Well, it's time for the new tradition, but now 'NEW and IMPROVED” (because it's not going to rain this time!)!! The 2nd Annual Antique U-Car-Lele Meetup at the Phillips House Museum in Salem, MA, happening on Sunday, August 11th from 12-3pm. We'll be playing and singing car-tunes as well as other song genres in the back of the house. The annual Antique Car Meet is a spectacular event for car lovers. It's now even more spectacular because it includes us singing and playing.

We don't need to play continuously from 12-3pm. We'll probably play a couple of longer sets, with a nice break in the middle so we can all peruse the cars. There will be a small, roving jazz band playing on Chestnut Street as well. Feel free to take a tour of the museum (It will be free for us to tour. The museum is open from 11-4.).

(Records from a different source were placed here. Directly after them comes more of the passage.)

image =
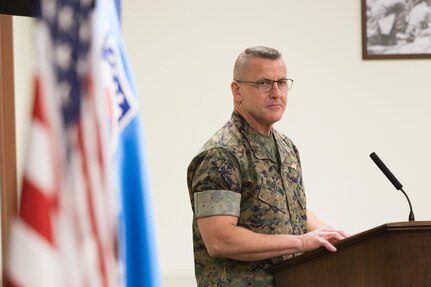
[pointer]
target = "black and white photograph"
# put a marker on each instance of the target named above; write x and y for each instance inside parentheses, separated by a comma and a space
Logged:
(396, 28)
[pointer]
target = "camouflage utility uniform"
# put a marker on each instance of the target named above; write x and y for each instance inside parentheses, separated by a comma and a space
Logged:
(238, 173)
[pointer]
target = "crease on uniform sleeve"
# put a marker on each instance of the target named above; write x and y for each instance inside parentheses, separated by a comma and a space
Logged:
(216, 202)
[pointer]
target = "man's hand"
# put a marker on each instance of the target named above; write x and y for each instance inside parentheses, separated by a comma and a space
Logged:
(322, 237)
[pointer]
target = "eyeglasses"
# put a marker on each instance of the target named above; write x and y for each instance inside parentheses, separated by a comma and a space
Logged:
(265, 86)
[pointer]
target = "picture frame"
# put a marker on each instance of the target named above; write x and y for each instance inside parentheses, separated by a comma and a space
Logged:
(396, 29)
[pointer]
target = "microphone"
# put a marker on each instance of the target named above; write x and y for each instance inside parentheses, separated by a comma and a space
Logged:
(392, 179)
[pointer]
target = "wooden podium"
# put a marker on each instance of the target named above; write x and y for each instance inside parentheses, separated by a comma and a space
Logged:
(393, 254)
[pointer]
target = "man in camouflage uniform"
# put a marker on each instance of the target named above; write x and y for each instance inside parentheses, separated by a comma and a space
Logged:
(246, 187)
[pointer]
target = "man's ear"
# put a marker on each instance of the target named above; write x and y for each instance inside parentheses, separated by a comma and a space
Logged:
(236, 91)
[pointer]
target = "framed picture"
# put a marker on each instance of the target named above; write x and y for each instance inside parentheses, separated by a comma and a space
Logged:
(396, 29)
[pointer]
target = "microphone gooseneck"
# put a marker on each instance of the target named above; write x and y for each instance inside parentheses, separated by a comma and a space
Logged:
(392, 179)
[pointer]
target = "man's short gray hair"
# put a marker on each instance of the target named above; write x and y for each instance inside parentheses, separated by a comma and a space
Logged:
(253, 52)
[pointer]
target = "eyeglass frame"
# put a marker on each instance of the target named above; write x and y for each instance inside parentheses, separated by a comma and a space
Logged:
(267, 81)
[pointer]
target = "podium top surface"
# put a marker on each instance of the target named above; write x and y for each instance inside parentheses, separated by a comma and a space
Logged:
(354, 239)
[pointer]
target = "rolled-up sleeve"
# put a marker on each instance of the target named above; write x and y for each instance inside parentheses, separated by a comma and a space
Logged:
(215, 184)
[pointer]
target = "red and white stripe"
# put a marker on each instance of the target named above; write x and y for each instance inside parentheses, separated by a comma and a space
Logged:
(65, 234)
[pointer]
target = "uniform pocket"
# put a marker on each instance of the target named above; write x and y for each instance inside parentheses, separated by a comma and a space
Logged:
(269, 194)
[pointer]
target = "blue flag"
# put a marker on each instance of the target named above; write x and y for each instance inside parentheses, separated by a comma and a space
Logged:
(136, 230)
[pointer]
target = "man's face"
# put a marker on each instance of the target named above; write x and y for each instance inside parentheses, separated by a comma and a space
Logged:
(262, 109)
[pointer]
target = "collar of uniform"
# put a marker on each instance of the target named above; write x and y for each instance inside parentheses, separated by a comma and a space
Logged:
(261, 150)
(284, 146)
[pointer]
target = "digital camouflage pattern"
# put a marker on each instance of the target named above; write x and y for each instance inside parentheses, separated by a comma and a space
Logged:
(236, 174)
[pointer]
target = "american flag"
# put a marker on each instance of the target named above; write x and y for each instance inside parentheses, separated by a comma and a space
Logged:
(66, 230)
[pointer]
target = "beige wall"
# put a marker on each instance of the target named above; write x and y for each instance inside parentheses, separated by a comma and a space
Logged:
(340, 109)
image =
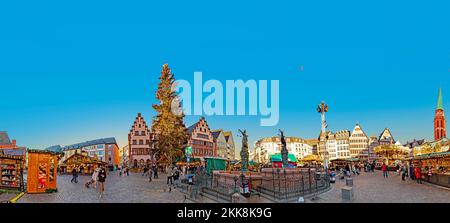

Try to get there by 11:30 so you can set up. Bring a music stand. Sheet music will be provided. I'll hope to get music posted ahead of time. While we'll be playing under a tree, so there'll be some shade, it IS August. Dress comfortably, perhaps in a vintage '20s or '30s spirited clothing, or even wear your favorite Hawaiian shirt.

For parking, unless you're truly infirmed, don't park on Chestnut Street itself. Instead, park on neighboring streets such as Warren St, Essex St, or Broad Street.

Afterward, for those who wish to, we'll head on over to the cidery, Far From The Tree (under a ten-minute walk away) and sip on some freshly made hard cider (there are non-alcoholic beverages available there as well). We can have some pizza delivered there as well, if we're interested (Far From The Tree doesn't serve food, but any food can be brought in or delivered).

For those who have never been to Salem or Chestnut Street, the street was built in the 1890s for the newly wealthy of Salem, arising from the enormous money made from the merchant trade. Those owning trade ships as well as merchants were becoming some of the wealthiest people in the world. One of them, Elias Hasket Derby, became the first millionaire in the United States during that time. The grand Federal style mansions on Chestnut Street are considered to be among the finest collection in the U.S., and the street itself, in spite of being only four blocks long, is in the National Register Of Historic Landmarks because of the collection of homes that are on it.

The Phillips House Museum is part of Historic New England's collection. When the Phillips family was still living in the stately home, the younger Stephen Phillips was a car collector (the elder Stephen Phillips was Attorney General for the state of Hawaii!). Part of his collection is in a display in the carriage house in the back. The collection rotates seasonally.